When you view the generated HTML file in a browser, the following graph will be displayed.

Figure 29: Cars Graph

Conclusions

Bokeh is a data display library specifically designed for web interfaces. By using it in conjunction with hvplot, it can replace Matplotlib. Furthermore, using Bokeh's functions directly allows for more interactive and feature-rich data displays with web interfaces.

FAQs

  1. 1. What Are the Main Components of Bokeh?
  2. 2. How Do I Customize the Appearance of My Bokeh Plot?

    To customize the appearance of your Bokeh plot, you can use various styling options provided by Bokeh. You can modify the properties of plot elements such as axes, grids, legends, and the plot area itself. For example, you can set the `title’,’ x_axis_label’, and `y_axis_label’ properties to add descriptive titles and axis labels. You can also customize the appearance of glyphs (the visual shapes that represent your data points) by setting their attributes, such as `color’, `size’, `alpha’ (transparency), `line_color’, `line_width’, `fill_color’, and more. Additionally, you can use the `theme’ feature to apply a consistent style across your plots. The layout and position of plot components like legends and toolbars can also be adjusted to suit your preferences. Combining these customization options allows you to create visually appealing and informative plots tailored to your specific needs.

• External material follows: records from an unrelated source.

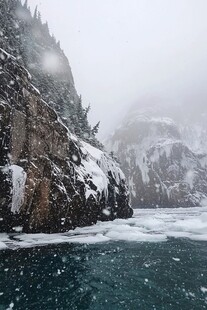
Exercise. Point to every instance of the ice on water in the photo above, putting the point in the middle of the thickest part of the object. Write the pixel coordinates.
(147, 225)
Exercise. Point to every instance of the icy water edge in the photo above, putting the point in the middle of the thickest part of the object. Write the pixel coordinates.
(112, 274)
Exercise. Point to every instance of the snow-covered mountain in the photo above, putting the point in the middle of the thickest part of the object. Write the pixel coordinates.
(51, 181)
(163, 152)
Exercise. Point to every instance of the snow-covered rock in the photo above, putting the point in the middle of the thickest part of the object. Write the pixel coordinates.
(164, 159)
(50, 180)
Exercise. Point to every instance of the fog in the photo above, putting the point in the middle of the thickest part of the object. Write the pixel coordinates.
(121, 51)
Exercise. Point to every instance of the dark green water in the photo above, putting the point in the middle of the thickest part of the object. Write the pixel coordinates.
(115, 275)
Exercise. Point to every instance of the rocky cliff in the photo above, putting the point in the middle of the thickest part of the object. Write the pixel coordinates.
(163, 157)
(50, 180)
(27, 38)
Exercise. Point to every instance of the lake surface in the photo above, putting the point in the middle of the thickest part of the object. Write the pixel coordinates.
(113, 274)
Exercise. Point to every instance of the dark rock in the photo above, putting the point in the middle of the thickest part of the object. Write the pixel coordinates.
(50, 180)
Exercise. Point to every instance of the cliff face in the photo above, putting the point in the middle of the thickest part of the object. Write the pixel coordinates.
(162, 167)
(28, 39)
(50, 181)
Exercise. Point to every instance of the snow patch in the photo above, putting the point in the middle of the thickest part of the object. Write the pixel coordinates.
(147, 225)
(18, 186)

  3. 3. Is Bokeh Better Than Matplotlib?

    Whether Bokeh is better than Matplotlib depends on your needs and use cases. Bokeh and Matplotlib are powerful visualization libraries that serve different purposes. Matplotlib is well-established and excels in creating static, publication-quality plots with fine-grained control over all plot aspects. It's ideal for creating detailed and complex visualizations for research and analysis.

    Bokeh, on the other hand, is designed to create interactive and web-friendly visualizations. It allows users to create plots easily embedded in web applications and provides dynamic interactions like zooming, panning, and tooltips. If your primary goal is to create interactive, web-based visualizations, Bokeh is likely the better choice.

    However, if you need high-quality static plots for detailed analysis and publication, Matplotlib might be more suitable. Ultimately, the choice between Bokeh and Matplotlib depends on the specific requirements of your visualization project.

  4. 4. Is Bokeh Better Than Plotly?

    It depends on your requirements whether Bokeh or Plotly is superior. Bokeh is perfect for intricate, interactive plots because of its exceptional adaptability and web application integration. In contrast, Plotly is easy to use, provides many pre-built chart styles, and facilitates rapid, excellent interactive visualizations. Select Plotly for user-friendliness quick creation of interactive charts, and Bokeh for extensive customization and web app connection.